This isn't going to be a fancy post with lots of pictures or anything. This is just a post about things I need to voice and record in the off chance I forget how I feel right now.
For the first time in a long time, I have control over me. It is an odd sensation because for so long I had to think about how my actions and decisions would affect someone else. Now, I only worry about how they will affect me. It's so raw and exposed and free. It's akin to dancing naked in the breeze.
At first I was really hesitant about the new way my life was going. Could I do it? Was I capable of surviving this? Would I find happiness on my own? The answer surprised me: HELL YES.
I didn't know I could do it. I was so lost and scared. Now, though, I see it. I am more than capable of surviving: I am THRIVING and it is fantastic. I am doing well in so many aspects of my life all of a sudden. New found friends with amazing lives of their own fill my head with warm and fascinating and inspiring stories. They have all helped me be more attuned to the creative side I had put away for so long.
My music has become less technically minded and more an expression of me. Anyone can sing a pretty note, but to convey raw emotion is such power.

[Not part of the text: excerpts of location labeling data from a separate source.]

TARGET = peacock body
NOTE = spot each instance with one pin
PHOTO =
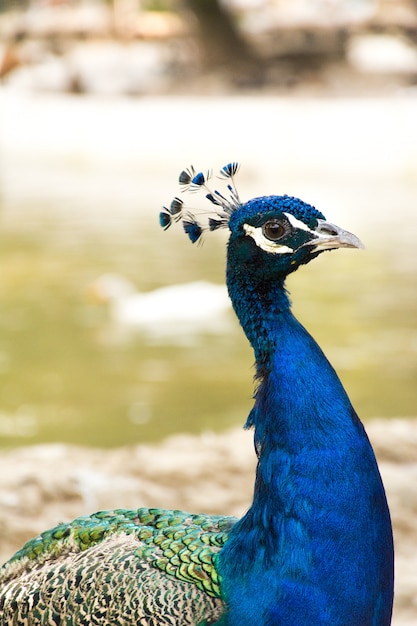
(315, 547)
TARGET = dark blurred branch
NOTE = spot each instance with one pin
(221, 44)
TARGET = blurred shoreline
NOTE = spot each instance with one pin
(213, 473)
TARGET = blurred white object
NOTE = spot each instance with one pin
(175, 313)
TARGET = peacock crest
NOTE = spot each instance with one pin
(225, 203)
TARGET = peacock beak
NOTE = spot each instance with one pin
(329, 236)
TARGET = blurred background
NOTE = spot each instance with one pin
(103, 103)
(114, 333)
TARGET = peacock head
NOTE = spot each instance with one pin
(270, 236)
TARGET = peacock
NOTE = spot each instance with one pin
(315, 546)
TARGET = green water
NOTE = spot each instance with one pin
(81, 183)
(68, 375)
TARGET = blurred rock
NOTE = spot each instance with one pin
(47, 484)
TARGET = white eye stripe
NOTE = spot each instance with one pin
(262, 242)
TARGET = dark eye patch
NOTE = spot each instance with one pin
(274, 230)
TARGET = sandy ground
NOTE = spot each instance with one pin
(46, 484)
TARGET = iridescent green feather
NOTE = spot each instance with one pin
(151, 566)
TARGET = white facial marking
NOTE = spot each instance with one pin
(264, 243)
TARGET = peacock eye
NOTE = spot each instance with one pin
(273, 230)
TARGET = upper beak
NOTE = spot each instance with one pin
(330, 236)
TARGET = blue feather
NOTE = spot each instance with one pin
(314, 548)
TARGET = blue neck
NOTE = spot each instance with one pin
(315, 547)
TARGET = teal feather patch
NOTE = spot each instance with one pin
(144, 566)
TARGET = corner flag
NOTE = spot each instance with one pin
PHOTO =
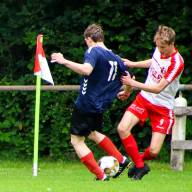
(41, 70)
(41, 66)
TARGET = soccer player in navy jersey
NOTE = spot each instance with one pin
(100, 84)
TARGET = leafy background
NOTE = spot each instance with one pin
(129, 29)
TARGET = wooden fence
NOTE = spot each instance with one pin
(178, 142)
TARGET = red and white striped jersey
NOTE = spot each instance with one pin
(170, 68)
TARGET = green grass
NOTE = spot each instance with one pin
(73, 177)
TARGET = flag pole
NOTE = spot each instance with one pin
(36, 130)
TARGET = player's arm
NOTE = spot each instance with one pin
(149, 88)
(83, 69)
(137, 64)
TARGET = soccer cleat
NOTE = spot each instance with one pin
(140, 172)
(132, 171)
(122, 166)
(106, 178)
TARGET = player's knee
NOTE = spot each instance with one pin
(123, 130)
(154, 152)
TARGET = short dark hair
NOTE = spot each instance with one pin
(95, 32)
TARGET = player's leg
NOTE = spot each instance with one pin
(106, 144)
(136, 112)
(127, 122)
(153, 150)
(80, 127)
(109, 147)
(162, 121)
(86, 156)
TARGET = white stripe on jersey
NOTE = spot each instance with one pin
(169, 68)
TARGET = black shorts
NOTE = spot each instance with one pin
(84, 123)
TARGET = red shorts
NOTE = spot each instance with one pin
(162, 119)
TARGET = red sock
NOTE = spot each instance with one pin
(132, 150)
(90, 162)
(107, 145)
(147, 155)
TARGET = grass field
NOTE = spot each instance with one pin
(73, 177)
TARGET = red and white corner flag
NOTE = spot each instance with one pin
(41, 67)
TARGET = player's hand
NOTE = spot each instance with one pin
(57, 57)
(127, 80)
(122, 95)
(128, 63)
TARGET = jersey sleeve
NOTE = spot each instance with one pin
(90, 57)
(175, 69)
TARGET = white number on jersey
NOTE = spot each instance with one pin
(113, 70)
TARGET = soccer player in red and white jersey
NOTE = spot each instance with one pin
(155, 101)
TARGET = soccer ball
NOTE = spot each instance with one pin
(109, 165)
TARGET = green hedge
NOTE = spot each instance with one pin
(129, 28)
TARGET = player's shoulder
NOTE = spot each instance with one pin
(92, 50)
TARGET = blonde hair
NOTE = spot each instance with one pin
(95, 32)
(165, 34)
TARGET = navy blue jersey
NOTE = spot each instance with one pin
(98, 90)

My art will be so different now. Canvases that I had started and planned now I look at with a totally different end product in mind.
My laugh is finally free. I smile. A lot. Since when? When I was little, my mother always told me to smile more. Hey, Mom, I'm smiling and I have been doing it a lot lately. I knew I was always a happy person. I just needed the right amount of light to grow and show my true colors. I am not living in some shadow anymore. I can feel the sun and it feels amazing.